Çevre ve şehircilikte TOKİ eliyle 1668 konutu altyapısı ve üstyapısıyla beraber tamamlayıp vatandaşlarımızın hizmetine sunduk. 1071 konutun inşası devam ediyor. Şimdi de “İlk Evim”le Aydın’da 3 bin 327 konut daha inşa edecek, İlk Arsam’la 7 bin altyapılı arsa vereceğiz. Şehrimizde bugüne kadar 8 bin 929 riskli bağımsız bölümün kentsel dönüşümünü gerçekleştirdik. Aydın’da dört millet bahçesi projemizden ikisini tamamladık, diğerleriyle ilgili çalışmalar sürüyor. Ulaştırmada 114 kilometreden devraldığımız Aydın’ın bölünmüş yol mesafesini 381 kilometreye çıkardık.
Nereden nereye?
İzmir-Aydın Otoyolunu, Aydın Çevre Yolu’nu tamamlayarak trafiğe açtık.
Yapımı devam eden Aydın-Denizli-Antalya Otoyolu’nu Aydın Çevre Yolu ayrımı ile Denizli Çevre Yolu ayrımındaki onarımı seneye tamamlıyoruz. Didim Yat Limanı’nı tamamladık.

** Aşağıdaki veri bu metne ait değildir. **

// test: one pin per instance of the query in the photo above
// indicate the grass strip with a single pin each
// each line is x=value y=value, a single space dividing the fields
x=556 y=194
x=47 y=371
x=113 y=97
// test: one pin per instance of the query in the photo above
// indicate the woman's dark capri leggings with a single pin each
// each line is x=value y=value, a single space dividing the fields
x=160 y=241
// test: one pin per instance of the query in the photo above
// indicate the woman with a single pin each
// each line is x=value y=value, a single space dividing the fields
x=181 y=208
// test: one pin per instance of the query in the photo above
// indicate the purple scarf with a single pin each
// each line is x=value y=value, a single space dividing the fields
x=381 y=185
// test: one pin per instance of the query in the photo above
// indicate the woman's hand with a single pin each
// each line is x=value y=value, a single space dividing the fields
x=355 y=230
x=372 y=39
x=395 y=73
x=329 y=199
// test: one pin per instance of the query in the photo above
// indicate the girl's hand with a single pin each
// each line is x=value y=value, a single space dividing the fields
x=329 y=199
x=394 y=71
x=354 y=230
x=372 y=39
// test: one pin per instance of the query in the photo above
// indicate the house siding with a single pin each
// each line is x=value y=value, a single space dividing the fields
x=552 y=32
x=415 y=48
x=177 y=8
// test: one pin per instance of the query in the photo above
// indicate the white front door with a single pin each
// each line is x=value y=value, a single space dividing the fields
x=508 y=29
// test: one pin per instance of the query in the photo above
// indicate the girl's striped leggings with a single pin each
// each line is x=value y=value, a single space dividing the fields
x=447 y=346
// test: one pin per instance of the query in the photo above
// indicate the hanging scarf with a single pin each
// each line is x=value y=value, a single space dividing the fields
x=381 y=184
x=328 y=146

Tarım ve hayvancılıkta, ormancılıkta Aydın’a 14 baraj, 12 gölet, 5 hidroelektrik santral, 7 arazi toplulaştırma, 38 sulama tesisi ve 16 yeraltı depolama tesisi inşa ettik. 4 baraj daha inşa ediyoruz. İnşa ettiğimiz sulama projeleriyle 548 bin dekar zirai araziyi sulamaya açtık. Yapımı devam eden sulama tesisleriyle 297 bin dekar mümbit araziyi daha sulamaya açacağız. Aydınlı çiftçilerimize toplam 6,5 milyar lira tutarında tarımsal destek verdik. Sanayi ve teknolojide 1 teknopark, 9 araştırma-geliştirme merkezi, 3 tasarım merkezi kurduk. Enerjide Aydın Çine, Efeler, İncirliova, Kuşadası, Nazilli ve Söke’ye doğal gazı götürdük.
Bunlarla kalmıyoruz, bugün de yatırım tutarı 1 milyar 68 milyon lirayı geçen 92 kamu projesinin ve 1 milyar 138 milyon liralık yatırımla tamamlanan 10 özel sektör tesisinin resmi açılışını gerçekleştiriyoruz. Eğitimde inşası tamamlanan okullarımız ile 200 kişilik pansiyonumuzun, gençlik ve sporda ilçelerimize yapılan sahaların, sağlıkta ilçelerimize kazandırılan sağlık tesislerinin resmi açılışını yapıyoruz.
Tarımda DSİ tarafından inşası tamamlanan Çine sulaması drenaj kanallarını, Çine arazi toplulaştırma projelerini, Nazilli Yakacık Göleti’ni ve diğer yatırımları resmen hizmete açıyoruz.
Şimdi hazır mısınız?
Öyle bir haykıralım ki Aydın’ın dört bir yanı duysun, çünkü buradan da nereye gideceğiz, Nazilli’ye, akşam da gençlerle beraber olacağız.
Coşkunuzu farklı görmek istiyorum, kaldıralım elleri.
Tek millet… Tek bayrak… Tek vatan… Tek devlet.
Bir olacağız, iri olacağız, diri olacağız, kardeş olacağız, hep birlikte Türkiye 14 Mayıs’ta sandıklardan Cumhur İttifakı’nı çıkaracağız, tamam? Durmak yok… Durmak yok…
Sağ olun, var olun, Allah’a emanet olun.